Es rattert laut auf dem Flughafen Essen-Mülheim, erst springt der rechte Propeller an, dann schaltet der Pilot Douglas Strömberg die zweite Maschine hinzu. Und hebt mit der Cessna 404 Titan der belgischen Firma Eurosense zum Flug über Essen ab.
Etwa 80 Flugschleifen muss er drehen, in drei Nächten, was zwölf Flugstunden entspricht. Und das in gerade mal 1000 Metern Höhe, damit die Stadt Essen, der TÜV Rheinland sowie die RWE Deutschland AG verkünden können, worauf sie bereits lange gewartet haben. „Wir sind fertig“, heißt es da wenig später im Flughafengebäude.
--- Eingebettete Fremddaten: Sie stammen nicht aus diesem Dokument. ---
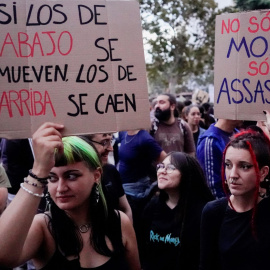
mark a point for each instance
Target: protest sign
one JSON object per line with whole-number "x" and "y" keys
{"x": 242, "y": 65}
{"x": 75, "y": 62}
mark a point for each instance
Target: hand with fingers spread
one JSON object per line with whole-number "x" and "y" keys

Das gesamte Stadtgebiet ist im Kasten: 24.000 Bilder.
Geflogen wurde nur bei Nacht
Mit dem relativ neuen Verfahren der luftgestützten Thermografie haben die Partner in den vergangenen Wochen, wenn die Bedingungen stimmten, Wärmebilder erstellt. Maximal fünf Grad waren erlaubt, dazu musste es windstill und trocken sein; auf den Dächern durfte außerdem kein Schnee liegen.
Die gewonnenen Aufnahmen werden nun genutzt, um die energetischen Dämmeigenschaften der Gebäudedächer in Essen zu analysieren, wohlgemerkt aller 213.359 Dächer. In 93.242 Fällen handelt es sich um Dächer von Wohngebäuden, 80 Prozent davon sind in Privatbesitz. Mit den neuartigen Informationen aus der Luft lassen sich Wärmeverluste bewerten.
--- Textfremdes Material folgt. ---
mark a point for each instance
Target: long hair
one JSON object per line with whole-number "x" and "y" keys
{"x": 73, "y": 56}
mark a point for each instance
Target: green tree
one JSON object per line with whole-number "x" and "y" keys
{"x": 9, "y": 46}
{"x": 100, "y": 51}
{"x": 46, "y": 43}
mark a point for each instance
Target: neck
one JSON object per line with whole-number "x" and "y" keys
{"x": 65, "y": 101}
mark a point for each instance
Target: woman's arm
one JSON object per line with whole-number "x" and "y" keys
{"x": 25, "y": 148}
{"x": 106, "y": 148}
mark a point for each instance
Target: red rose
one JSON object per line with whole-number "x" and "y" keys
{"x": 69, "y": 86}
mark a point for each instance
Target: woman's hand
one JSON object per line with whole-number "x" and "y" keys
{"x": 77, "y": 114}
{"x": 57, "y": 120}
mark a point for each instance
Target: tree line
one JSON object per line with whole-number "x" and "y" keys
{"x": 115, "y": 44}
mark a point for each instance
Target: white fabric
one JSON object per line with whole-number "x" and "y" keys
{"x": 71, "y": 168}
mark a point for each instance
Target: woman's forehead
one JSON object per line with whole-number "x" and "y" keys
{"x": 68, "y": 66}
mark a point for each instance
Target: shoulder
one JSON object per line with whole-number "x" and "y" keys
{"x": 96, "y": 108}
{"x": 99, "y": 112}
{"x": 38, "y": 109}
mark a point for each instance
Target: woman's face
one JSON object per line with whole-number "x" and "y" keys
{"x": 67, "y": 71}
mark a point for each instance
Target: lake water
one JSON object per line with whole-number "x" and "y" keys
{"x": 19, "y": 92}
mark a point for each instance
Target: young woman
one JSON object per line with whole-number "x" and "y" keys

Sensibilisierung für das Energiesparen
Das Ziel des Projekts „RWE-Flugthermografie“ ist es, die Bürger fürs Thema Energiesparen zu interessieren, sie zu sensibilisieren und langfristig durch energetische Sanierungsarbeiten die Energieeffizienz im Gebäudebestand Essens zu verbessern. Im Herbst, so der aktuelle Plan, könne jeder Hauseigentümer von der Stadt sein individuelles Wärmebild erhalten. Bezahlen müsse er dafür nichts; die Kosten fürs Projekt trägt RWE Deutschland.
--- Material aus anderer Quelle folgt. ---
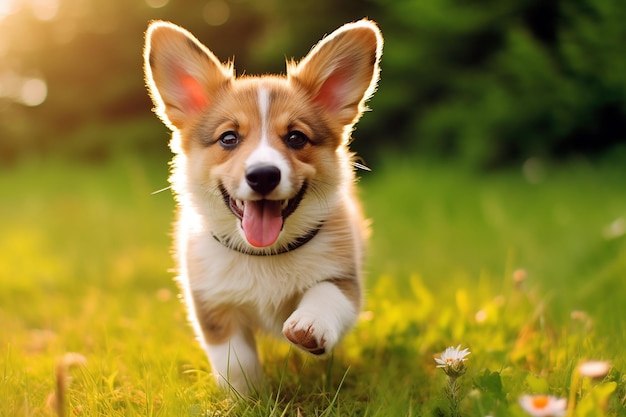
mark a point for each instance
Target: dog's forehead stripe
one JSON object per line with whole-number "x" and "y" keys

Da die Qualität der Dachisolierung ein aussagekräftiger Indikator für den gesamten energetischen Zustand des Hauses ist, bieten die Bilder eine gute Entscheidungsgrundlage für mögliche Sanierungen. „Eine ausgiebige Energieberatung vor Ort kann dieses Wärmebild jedoch nicht ersetzen“, so Silke Katharina Berger von RWE. Die Stadt und der Energiekonzern werden im Herbst individuell beraten und allgemeine Informations-Veranstaltungen anbieten.
Viel moderne Technik im Flugzeug
Um aussagefähiges Bildmaterial zu erhalten, konnte das Spezialflugzeug von Eurosense, in das neben einer Thermokamera reichlich hoch sensible Technik und Computer eingebaut sind, nur nachts fliegen. „Am Tag ist eine Messung nicht sinnvoll. Denn die Sonneneinstrahlung, die alle Körper, vor allem Gebäude und Straßen aufheizt, würde das Ergebnis wertlos machen“, so Rolf Wilting, Chef von Eurosense Deutschland.
Etwa ein halbes Jahr werden für Datenaufbereitung veranschlagt
Seine Firma und der TÜV Rheinland bereiten die gesammelten thermografischen Flugbilder momentan auf und führen sie mit den Gebäudedaten aus dem 3D-Gebäudekataster des städtischen Amts für Geoinformation zusammen. Wenn dieser Prozess beendet ist – die Datenaufbereitung soll etwa sechs Monate dauern – erhalten die Hauseigentümer ihre eigenen Gebäudeinformationen.
Zusätzlich wird eine Thermalkarte des gesamten Stadtgebiets erstellt – ein in dieser Größenordnung bislang einmaliges Vorhaben in ganz Deutschland. Wie die Thermalbilder dann aussehen, lassen die Musterergebnisse von Rathaus, Rathaus Galerie und Deutschlandhaus erahnen.
Wie komme ich an meine Bilder?
Energetische Luftbilder erstellen, sie aufbereiten und zu nutzen – ohne zu fragen – das ist in Deutschland nicht einfach möglich. Das Thema Datenschutz hat für die Stadt oberste Priorität. Daher werden die Thermalbilder flächendeckend auf Baublockebene ausgewertet. Die individuellen Ergebnisse werden nur mit der Einverständniserklärung
der Eigentümer erstellt und gespeichert. Die Eigentümer haben die Möglichkeit, Widerspruch zur Auswertung sowie Speicherung ihrer Gebäudeinformationen einzulegen. Die Daten werden ausschließlich bei der Stadt gespeichert, nicht veröffentlicht und nicht an Dritte weitergegeben.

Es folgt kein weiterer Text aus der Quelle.